11/06/2021
Nikon chiude la produzione di fotocamere in Giappone (ed emigra in Thailandia)
Prima o poi doveva succedere, un po’ come con i compact disk quando travolsero e quasi cancellarono i vinili. Ora, tocca alle fotocamere digitali. O, almeno, a quelle prodotte in Giappone dalla Nikon Corp., schiacciate dal successo degli smartphone.
L’azienda, con 70 anni di storia alle spalle e tra le prime ad aver lanciato in commercio le fotocamere digitali, ha infatti annunciato la decisione di chiudere la produzione nel Paese del Sol Levante - trasferendola in Thailandia - e abbandonare il mercato nipponico entro marzo 2022.
Entro la fine del 2021 la Nikon trasferirà in Thailandia le attività dell’ultimo stabilimento rimasto ancora in funzione nella prefettura di Miyagi, nel nord del Paese.

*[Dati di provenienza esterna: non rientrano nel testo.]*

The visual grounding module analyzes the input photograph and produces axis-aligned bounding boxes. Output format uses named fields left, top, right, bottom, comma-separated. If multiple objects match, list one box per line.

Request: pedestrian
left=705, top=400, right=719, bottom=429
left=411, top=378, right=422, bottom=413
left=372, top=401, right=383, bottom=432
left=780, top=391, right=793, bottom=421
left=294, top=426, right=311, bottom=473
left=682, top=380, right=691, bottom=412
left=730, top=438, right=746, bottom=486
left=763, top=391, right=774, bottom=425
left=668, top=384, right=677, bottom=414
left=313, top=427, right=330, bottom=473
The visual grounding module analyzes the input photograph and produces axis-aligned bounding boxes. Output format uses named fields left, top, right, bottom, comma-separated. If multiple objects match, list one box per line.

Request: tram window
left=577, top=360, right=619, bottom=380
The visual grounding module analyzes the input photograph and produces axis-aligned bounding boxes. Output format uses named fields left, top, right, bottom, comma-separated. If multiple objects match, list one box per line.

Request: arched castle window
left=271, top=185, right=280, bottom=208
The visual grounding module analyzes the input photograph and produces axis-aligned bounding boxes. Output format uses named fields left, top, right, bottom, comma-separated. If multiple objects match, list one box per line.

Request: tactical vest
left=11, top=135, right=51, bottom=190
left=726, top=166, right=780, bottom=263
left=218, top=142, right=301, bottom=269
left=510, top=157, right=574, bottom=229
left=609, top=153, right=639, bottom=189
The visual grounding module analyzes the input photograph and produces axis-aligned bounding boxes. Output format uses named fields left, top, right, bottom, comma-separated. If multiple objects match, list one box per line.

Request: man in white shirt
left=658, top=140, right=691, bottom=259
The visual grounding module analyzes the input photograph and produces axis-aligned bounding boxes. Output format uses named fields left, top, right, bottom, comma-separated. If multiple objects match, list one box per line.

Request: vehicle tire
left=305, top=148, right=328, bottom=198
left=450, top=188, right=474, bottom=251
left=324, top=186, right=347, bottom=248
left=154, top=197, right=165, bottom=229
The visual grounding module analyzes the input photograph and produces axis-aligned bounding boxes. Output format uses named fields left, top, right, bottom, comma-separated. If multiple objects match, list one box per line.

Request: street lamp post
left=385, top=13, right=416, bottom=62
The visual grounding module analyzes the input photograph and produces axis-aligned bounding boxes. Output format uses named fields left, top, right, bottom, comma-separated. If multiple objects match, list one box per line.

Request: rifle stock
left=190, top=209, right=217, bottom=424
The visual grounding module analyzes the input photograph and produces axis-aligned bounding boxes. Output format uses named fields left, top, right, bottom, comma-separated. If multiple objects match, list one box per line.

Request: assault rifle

Lo stallo dei consumi durante la pandemia da Coronavirus e la veloce mutazione delle abitudini dei giovani hanno reso la concorrenza con i telefonini, sempre più capaci di scattare foto ad alta definizione, difficilmente sostenibile.
«Il livello qualitativo dei nostri prodotti non verrà in alcun modo modificato, anche se realizzati all’estero», ha tenuto a precisare la Nikon.
Ma la via ormai sembra segnata. Per molti utenti, lo smartphone risulta più pratico, meno caro e altrettanto funzionale di una fotocamera: difficilmente dunque vedremo un’inversione di tendenza. Del resto, già prima dell’emergenza sanitaria, tra gli 8 principali produttori giapponesi di fotocamere solo Sony aveva registrato un incremento degli utili: vendendo non più fotocamere, ma sensori di immagine utilizzati proprio nei cellulari.